台風11号の直撃を受けた爺ちゃんの住む地域。
夜が明けてその被害が徐々に明らかになって来た。
柿の木が裂けて折れていた。生木を裂く凄さ、しかもモミジの木が根こそぎ倒れていた。
真夜中に暴風雨だったのだが一瞬耳を疑う轟音が聞こえた。ものすごい音だった。ゴオオーというまるでジェット機が頭上を飛ぶような音、いや墜ちて来たかと思うほどの音が何回も響いた。
嵐が来ても今までこんな音は聞いたことがなかった。思わず窓の外を眺めた爺ちゃんだった。しかし真っ暗闇で何も見えなかった。
一夜明け村中を見て回った。するとビニールハウスが跡形もなく飛び散っていたし、イチヂク農園ではイチヂクの木が全部向きが変わっていた。すべての木が風下に押し曲げられていたのだ。
トウモロコシを始め丈のある植物は全て倒伏していた。
むかし聞いたことがある。
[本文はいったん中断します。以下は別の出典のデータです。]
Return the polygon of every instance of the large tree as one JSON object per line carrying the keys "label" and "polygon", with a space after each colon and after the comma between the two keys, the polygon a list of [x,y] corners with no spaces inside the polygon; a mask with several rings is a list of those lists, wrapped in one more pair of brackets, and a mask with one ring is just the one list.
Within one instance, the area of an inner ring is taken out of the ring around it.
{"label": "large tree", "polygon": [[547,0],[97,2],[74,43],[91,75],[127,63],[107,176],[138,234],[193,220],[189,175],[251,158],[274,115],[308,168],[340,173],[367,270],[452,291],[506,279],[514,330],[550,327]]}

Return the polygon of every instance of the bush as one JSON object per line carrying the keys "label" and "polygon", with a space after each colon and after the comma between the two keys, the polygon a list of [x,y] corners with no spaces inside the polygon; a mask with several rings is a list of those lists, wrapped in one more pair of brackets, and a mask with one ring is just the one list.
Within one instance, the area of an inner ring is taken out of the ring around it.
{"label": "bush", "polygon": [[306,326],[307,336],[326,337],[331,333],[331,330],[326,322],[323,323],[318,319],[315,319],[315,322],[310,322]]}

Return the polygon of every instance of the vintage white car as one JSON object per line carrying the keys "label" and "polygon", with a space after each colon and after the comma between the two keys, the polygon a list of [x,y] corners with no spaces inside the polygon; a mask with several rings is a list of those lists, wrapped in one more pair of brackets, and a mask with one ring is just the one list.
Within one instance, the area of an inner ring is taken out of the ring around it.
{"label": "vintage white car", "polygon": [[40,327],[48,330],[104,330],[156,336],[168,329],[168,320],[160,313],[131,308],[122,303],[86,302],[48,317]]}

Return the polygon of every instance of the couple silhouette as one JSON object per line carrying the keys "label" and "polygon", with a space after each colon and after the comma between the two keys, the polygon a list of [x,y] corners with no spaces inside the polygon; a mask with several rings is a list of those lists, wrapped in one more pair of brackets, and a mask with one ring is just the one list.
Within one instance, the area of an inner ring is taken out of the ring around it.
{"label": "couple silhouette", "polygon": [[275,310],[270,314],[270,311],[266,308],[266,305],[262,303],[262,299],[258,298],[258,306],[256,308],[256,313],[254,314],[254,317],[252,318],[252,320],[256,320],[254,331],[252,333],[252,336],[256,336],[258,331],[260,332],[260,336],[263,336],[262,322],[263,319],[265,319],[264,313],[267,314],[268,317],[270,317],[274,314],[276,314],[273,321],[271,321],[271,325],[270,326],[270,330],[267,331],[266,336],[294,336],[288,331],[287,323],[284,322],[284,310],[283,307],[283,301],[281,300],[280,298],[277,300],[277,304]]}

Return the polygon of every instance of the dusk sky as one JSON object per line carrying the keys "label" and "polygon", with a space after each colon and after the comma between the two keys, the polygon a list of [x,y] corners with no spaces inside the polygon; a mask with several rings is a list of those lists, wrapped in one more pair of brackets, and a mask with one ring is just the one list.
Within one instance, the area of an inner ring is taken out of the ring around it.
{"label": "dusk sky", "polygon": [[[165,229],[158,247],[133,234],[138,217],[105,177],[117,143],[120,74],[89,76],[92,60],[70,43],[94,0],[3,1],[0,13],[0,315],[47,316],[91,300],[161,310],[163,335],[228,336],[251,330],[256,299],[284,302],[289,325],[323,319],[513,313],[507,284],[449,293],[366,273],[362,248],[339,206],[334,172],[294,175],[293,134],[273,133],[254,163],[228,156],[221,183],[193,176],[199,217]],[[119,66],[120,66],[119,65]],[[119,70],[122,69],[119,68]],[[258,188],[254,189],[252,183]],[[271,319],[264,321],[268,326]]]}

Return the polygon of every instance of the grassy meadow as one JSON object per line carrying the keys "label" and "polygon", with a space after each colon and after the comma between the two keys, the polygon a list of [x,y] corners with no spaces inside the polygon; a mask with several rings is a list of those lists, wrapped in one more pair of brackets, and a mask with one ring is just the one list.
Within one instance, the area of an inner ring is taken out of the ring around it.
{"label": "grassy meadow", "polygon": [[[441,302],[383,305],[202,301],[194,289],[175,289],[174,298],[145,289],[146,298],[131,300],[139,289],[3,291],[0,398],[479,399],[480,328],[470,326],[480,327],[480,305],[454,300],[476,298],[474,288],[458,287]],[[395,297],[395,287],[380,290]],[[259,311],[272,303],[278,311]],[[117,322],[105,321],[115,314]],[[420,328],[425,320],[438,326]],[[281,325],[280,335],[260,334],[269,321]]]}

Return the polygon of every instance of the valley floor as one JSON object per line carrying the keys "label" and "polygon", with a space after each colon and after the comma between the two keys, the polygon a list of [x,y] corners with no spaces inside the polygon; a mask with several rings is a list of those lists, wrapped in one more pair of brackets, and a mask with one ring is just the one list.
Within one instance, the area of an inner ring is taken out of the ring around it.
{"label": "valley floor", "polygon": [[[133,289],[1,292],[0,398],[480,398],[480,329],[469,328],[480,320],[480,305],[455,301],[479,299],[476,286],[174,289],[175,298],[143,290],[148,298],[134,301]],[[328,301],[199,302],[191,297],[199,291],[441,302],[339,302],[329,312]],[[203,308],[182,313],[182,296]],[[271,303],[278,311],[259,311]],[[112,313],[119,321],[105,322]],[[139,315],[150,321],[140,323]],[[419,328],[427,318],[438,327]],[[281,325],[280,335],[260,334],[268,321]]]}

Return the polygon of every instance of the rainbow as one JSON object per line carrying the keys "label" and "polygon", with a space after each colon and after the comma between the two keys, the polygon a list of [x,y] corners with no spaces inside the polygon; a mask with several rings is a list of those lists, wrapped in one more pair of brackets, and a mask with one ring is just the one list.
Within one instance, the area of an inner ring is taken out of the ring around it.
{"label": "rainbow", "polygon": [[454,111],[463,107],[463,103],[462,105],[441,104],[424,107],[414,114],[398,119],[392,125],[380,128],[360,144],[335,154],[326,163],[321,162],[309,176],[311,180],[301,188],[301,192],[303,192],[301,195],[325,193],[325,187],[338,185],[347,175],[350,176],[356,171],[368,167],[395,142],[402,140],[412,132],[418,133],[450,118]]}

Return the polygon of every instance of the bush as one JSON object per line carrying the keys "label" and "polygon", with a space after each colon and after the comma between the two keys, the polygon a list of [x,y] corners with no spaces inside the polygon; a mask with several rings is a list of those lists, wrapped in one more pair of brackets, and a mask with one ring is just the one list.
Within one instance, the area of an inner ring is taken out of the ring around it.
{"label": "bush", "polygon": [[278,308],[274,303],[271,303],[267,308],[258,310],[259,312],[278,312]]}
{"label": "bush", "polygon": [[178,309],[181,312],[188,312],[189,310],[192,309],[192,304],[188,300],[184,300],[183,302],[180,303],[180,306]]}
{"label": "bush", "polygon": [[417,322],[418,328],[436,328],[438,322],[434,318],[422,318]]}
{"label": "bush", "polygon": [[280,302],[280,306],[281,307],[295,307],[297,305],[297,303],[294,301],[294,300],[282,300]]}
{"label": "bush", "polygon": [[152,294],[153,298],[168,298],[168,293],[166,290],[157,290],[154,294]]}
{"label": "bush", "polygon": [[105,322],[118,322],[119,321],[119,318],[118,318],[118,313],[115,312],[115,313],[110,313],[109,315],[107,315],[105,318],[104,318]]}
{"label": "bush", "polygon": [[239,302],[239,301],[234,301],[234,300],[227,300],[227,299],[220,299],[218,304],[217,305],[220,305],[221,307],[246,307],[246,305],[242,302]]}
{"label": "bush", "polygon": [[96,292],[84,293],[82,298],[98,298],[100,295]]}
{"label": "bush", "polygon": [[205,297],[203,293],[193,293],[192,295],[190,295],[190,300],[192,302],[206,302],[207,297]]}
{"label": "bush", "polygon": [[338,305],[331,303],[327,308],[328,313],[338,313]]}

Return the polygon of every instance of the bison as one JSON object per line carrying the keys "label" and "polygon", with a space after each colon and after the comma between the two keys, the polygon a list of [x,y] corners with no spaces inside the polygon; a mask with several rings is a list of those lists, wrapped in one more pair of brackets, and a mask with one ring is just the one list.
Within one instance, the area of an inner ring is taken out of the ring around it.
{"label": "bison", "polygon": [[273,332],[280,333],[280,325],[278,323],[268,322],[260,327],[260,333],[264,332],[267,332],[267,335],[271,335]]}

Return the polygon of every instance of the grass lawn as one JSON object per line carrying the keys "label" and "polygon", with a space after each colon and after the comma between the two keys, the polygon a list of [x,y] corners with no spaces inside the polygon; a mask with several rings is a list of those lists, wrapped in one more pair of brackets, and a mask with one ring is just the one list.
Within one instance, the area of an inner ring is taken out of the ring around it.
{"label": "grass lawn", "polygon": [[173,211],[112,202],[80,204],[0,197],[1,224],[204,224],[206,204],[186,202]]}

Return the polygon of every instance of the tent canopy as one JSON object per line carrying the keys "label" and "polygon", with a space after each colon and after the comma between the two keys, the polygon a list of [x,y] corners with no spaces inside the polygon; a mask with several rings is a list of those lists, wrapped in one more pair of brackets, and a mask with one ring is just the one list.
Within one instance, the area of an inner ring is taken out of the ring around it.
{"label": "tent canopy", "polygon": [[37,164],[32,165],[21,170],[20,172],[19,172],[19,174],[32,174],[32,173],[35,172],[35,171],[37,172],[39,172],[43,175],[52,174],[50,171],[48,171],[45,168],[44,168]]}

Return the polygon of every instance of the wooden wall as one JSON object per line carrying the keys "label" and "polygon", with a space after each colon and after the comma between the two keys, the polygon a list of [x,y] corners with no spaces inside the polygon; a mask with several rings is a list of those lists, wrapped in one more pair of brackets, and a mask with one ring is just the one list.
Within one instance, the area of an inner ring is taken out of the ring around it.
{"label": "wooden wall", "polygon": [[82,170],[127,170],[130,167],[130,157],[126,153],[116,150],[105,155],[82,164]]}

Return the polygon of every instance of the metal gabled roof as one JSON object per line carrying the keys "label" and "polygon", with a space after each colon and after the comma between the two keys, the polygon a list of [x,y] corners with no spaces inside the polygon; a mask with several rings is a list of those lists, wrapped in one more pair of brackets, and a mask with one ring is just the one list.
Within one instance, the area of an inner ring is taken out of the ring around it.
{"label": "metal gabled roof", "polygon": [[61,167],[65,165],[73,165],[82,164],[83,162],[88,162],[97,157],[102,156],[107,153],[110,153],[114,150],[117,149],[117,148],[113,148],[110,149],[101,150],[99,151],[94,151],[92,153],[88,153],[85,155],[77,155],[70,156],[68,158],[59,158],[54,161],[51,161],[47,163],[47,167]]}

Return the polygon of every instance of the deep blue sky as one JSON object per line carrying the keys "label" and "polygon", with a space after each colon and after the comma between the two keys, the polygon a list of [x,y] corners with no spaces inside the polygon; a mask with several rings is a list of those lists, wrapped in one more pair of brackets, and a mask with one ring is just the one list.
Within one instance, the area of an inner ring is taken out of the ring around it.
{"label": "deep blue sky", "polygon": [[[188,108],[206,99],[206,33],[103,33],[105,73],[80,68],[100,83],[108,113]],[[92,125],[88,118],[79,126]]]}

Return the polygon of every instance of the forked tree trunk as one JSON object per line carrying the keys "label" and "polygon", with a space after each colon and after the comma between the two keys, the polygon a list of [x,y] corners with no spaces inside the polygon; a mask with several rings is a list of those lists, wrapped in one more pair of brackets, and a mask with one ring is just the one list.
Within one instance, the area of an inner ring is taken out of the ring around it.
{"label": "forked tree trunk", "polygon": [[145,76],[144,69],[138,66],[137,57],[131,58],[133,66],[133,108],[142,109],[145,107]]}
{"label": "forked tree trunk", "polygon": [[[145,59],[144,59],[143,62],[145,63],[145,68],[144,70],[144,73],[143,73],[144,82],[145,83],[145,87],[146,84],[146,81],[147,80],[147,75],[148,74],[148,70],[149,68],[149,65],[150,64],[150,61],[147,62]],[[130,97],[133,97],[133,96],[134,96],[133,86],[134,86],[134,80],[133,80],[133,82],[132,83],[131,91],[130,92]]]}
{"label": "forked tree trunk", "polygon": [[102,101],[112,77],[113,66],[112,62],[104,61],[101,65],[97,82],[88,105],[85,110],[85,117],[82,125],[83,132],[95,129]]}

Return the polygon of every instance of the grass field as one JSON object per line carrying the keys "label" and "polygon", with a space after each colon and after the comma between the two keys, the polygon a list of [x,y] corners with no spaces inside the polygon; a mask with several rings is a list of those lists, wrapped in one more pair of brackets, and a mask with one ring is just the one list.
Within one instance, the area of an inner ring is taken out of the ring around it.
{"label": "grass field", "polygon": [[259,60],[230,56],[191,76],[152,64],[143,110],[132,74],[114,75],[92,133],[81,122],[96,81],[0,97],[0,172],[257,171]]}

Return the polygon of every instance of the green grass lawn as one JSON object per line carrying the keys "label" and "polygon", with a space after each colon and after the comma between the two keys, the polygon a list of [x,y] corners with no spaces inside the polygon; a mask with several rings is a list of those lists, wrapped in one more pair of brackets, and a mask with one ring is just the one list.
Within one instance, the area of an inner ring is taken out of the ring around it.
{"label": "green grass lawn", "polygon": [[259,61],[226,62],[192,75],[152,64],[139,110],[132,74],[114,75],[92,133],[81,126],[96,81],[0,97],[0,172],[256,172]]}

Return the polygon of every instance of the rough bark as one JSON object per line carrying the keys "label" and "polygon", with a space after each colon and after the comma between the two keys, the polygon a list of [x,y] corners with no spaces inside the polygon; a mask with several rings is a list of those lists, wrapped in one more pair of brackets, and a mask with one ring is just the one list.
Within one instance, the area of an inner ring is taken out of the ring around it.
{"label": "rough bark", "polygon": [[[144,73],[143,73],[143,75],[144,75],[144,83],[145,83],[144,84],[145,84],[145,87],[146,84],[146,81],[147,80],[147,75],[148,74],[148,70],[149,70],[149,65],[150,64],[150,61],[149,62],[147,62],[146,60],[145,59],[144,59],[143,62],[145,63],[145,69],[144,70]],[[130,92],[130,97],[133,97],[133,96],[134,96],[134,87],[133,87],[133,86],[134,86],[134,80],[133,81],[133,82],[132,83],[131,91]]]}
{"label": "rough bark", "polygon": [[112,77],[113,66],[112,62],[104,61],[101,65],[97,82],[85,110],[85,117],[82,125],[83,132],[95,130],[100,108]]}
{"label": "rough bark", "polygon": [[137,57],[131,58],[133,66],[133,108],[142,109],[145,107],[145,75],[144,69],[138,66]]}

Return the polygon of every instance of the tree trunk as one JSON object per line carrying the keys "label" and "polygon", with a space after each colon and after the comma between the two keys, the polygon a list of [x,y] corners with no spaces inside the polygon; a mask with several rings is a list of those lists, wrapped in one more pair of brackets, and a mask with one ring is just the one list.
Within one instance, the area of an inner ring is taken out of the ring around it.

そう 旋風というやつだ。今で言う竜巻に似た種類の暴風だ。
爺ちゃんが大切に育てていたキュウリ、トマト、お花も全部倒れていた。
お昼から小雨の中をひとつひとつ大切に持ち上げ、支柱を建てくくり付けた。
キュウリもトマトも唐辛子も、多くの実が飛び散り散乱していた。
何日も大切に愛しんで育てたのに、一瞬の暴風雨でこの有様。悔しいが天災には勝てない。
幸いな事に他の地域でも土石流などの大災害は起きなかったようだ。